Next, during neurofeedback training, participants were asked to repeatedly and continuously deactivate their real-time EEG activity patterns of smoking cue reactivity calculated using a previously constructed classifier. For each real-time raw EEG signal lasting 1 s, the preprocessing included high-pass filter and blink correction using the same algorithm as in the previous EEG preprocessing. The time domain and time-frequency domain features were then extracted from the previous temporal-spatial clusters by calculating the mean values (EEG potential and EEG power), and then input into the personalized classifier. The classifier estimated the probabilistic score in real time reflecting the extent to which the brain activity pattern matched the pattern for reactivity to the smoking cue. The probabilistic scores (from 0 to 1) for the classifier were conducted using the MATLAB function fitSVMPosterior. As a result, when a participant successfully deactivated the smoking cue pattern, the probabilistic score decreased. That is, when the current activity patterns were more similar to neutral cue activity patterns, the score decreased, and when the current activity patterns were more similar to the smoking cue activity patterns, the score increased.

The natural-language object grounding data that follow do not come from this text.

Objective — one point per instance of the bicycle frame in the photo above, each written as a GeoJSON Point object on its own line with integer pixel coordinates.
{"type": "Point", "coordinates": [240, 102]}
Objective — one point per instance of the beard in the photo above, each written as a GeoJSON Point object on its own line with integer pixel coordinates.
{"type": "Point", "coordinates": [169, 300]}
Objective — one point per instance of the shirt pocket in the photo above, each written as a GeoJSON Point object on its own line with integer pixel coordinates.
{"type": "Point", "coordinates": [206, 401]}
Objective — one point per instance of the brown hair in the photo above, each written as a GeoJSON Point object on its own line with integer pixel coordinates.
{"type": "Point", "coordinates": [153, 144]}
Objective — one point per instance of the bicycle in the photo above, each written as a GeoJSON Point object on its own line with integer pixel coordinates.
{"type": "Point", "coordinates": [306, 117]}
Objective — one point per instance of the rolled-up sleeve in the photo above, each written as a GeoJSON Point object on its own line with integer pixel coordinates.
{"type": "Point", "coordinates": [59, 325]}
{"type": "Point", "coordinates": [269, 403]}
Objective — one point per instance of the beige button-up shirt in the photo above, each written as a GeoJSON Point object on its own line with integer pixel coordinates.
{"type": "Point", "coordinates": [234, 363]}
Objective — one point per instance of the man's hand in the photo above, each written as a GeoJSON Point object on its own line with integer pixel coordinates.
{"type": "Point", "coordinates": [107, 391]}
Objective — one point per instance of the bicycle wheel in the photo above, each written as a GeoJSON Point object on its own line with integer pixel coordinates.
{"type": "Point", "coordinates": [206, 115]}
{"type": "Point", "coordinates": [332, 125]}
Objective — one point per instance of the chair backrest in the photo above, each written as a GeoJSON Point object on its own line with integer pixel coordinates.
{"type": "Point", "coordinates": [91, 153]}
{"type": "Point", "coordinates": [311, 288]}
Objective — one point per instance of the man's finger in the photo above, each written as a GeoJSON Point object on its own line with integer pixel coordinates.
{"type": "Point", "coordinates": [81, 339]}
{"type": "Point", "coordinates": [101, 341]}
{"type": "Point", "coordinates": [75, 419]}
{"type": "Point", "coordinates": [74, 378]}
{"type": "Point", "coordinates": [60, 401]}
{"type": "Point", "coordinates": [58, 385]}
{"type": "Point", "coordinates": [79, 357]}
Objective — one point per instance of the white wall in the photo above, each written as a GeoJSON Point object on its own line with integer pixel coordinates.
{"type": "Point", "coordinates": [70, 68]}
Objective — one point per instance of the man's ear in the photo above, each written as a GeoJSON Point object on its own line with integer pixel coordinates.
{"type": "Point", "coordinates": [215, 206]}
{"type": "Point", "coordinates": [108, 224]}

Adaptive closed-loop design
To improve participants’ vigilance, and help them better self-monitor and evaluate their brain state during neurofeedback, we used an adaptive closed-loop method in which the neurofeedback stimulus and decoded brain state influenced each other in real-time (deBettencourt et al., 2015). Different craving level pictures evoked different degrees of smoking cue reactivity for smokers (Carter and Tiffany, 1999). In the current study, an approach of continually updating sensory stimuli (e.g. different craving level pictures) based on changing brain states (e.g. different degrees of smoking cue reactivity pattern) constituted a ‘closed-loop’ design. The logic of this closed-loop design is that, when a participant was unsuccessful in ‘deactivating’ the smoking cue pattern (i.e. the probabilistic score increased), a picture with a higher craving level was displayed to amplify and externalize the consequences of the participant’s smoking cue-related brain activity pattern (deBettencourt et al., 2015; deBettencourt and Norman, 2016). This made unsuccessful deactivation more salient and increased the self-monitoring demand of the task. In other words, we amplified the consequences of their cue pattern, rewarding successful deactivation by reducing difficulty with a lower craving level picture and punishing unsuccessful deactivation by increasing difficulty with a higher craving level picture. For more details, see the online Supplementary material.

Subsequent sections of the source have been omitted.